Может быть, мой путь неверен,
Но зато он только мой.

Он становится еще нервнее и раздражительнее.

Невероятно боится самого короткого зимнего дня в году и уже 17 декабря радуется при мысли, что через несколько дней солнце начнет приближаться к земле. До конца дней своих он зависит от погоды, а болезни страшится, как величайшего из земных бедствий.

Он чаще впадает теперь в ярость. Правда, в таком состоянии его видят только самые интимные друзья. Когда Котта запаздывает с изданием его сочинений, престарелый Гёте пишет яростное письмо своему посреднику Буассере, потом сжигает его. «Злословие, — записывает хладнокровный друг и ученик после вечера, проведенного в обществе Гёте, — продолжалось: Париж, немецкие и французские партийные распри, княжеские причуды, порча вкусов, глупость, поповство во Франции и просветительская страсть к ереси в Германии и т. д. и т. п.». И слушатель признается, что ему, наконец, показалось, будто он попал на Брокен. Такие минуты возбуждения повторяются все чаще.

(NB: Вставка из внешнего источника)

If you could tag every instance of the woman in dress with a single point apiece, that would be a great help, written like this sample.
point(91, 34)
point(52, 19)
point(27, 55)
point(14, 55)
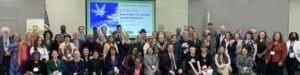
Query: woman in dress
point(250, 45)
point(222, 61)
point(151, 63)
point(24, 50)
point(113, 62)
point(262, 41)
point(39, 47)
point(13, 50)
point(192, 63)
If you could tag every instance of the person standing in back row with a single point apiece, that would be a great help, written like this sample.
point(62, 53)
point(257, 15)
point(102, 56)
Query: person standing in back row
point(293, 47)
point(4, 58)
point(276, 55)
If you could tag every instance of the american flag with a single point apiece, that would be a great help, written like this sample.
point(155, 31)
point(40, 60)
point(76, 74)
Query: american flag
point(46, 20)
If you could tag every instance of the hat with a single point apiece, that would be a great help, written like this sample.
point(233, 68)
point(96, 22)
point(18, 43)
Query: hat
point(143, 31)
point(209, 23)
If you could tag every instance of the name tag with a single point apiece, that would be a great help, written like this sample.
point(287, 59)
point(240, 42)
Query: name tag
point(153, 66)
point(35, 69)
point(272, 52)
point(292, 55)
point(193, 60)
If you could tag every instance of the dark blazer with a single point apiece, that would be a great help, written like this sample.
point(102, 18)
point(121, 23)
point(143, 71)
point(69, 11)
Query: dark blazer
point(280, 52)
point(60, 66)
point(40, 65)
point(99, 48)
point(109, 65)
point(218, 37)
point(166, 65)
point(231, 51)
point(80, 43)
point(2, 49)
point(89, 45)
point(95, 65)
point(76, 67)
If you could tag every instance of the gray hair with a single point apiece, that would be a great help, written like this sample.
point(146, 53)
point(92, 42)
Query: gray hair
point(3, 29)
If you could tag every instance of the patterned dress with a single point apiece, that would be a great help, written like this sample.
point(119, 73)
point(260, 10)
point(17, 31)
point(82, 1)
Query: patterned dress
point(14, 67)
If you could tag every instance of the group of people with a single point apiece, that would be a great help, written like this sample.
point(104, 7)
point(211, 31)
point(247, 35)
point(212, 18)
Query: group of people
point(161, 53)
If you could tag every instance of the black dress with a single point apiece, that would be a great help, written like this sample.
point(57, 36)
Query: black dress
point(95, 65)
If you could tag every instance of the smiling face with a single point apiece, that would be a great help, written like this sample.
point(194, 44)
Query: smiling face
point(150, 51)
point(221, 50)
point(40, 41)
point(192, 50)
point(237, 36)
point(277, 37)
point(262, 35)
point(96, 55)
point(170, 48)
point(36, 57)
point(16, 38)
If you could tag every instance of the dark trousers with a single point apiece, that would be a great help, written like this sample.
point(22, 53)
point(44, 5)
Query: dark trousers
point(291, 65)
point(274, 69)
point(260, 67)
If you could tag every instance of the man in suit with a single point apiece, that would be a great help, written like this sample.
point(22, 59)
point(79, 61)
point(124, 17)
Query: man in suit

Спокойная музыка его сердит. «Мне нужны сильные, взбадривающие звуки. Вот говорят, что Наполеон, который был тираном, любил музыку нежную, а я, должно быть потому, что я не тиран, люблю музыку живую, веселую, шумную. Человек всегда стремится быть не тем, что он есть на самом деле».

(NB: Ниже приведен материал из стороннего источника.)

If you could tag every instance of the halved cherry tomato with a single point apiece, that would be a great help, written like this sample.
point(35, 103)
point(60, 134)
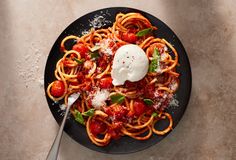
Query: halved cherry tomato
point(139, 108)
point(149, 91)
point(106, 83)
point(129, 37)
point(82, 49)
point(97, 127)
point(57, 89)
point(114, 133)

Однажды, после встречи с каким-то демагогом, которого он не терпит, Гёте говорит: «Ну что же, он раздражает меня, а это самое главное, безразлично от того, что нас волнует — ненависть или любовь. Волнение необходимо, без него нельзя бороться с депрессией… Кто ищет моего общества, должен сносить и мое грубиянство, вот как слабости и причуды других. Старик Мейер умен, очень умен, но он не уходит от меня, не возражает, и это скверно. В душе он, конечно, бранится в десять раз больше, чем я, но ему кажется, что я слаб. А ему бы шуметь и греметь. Вот чудное было бы зрелище».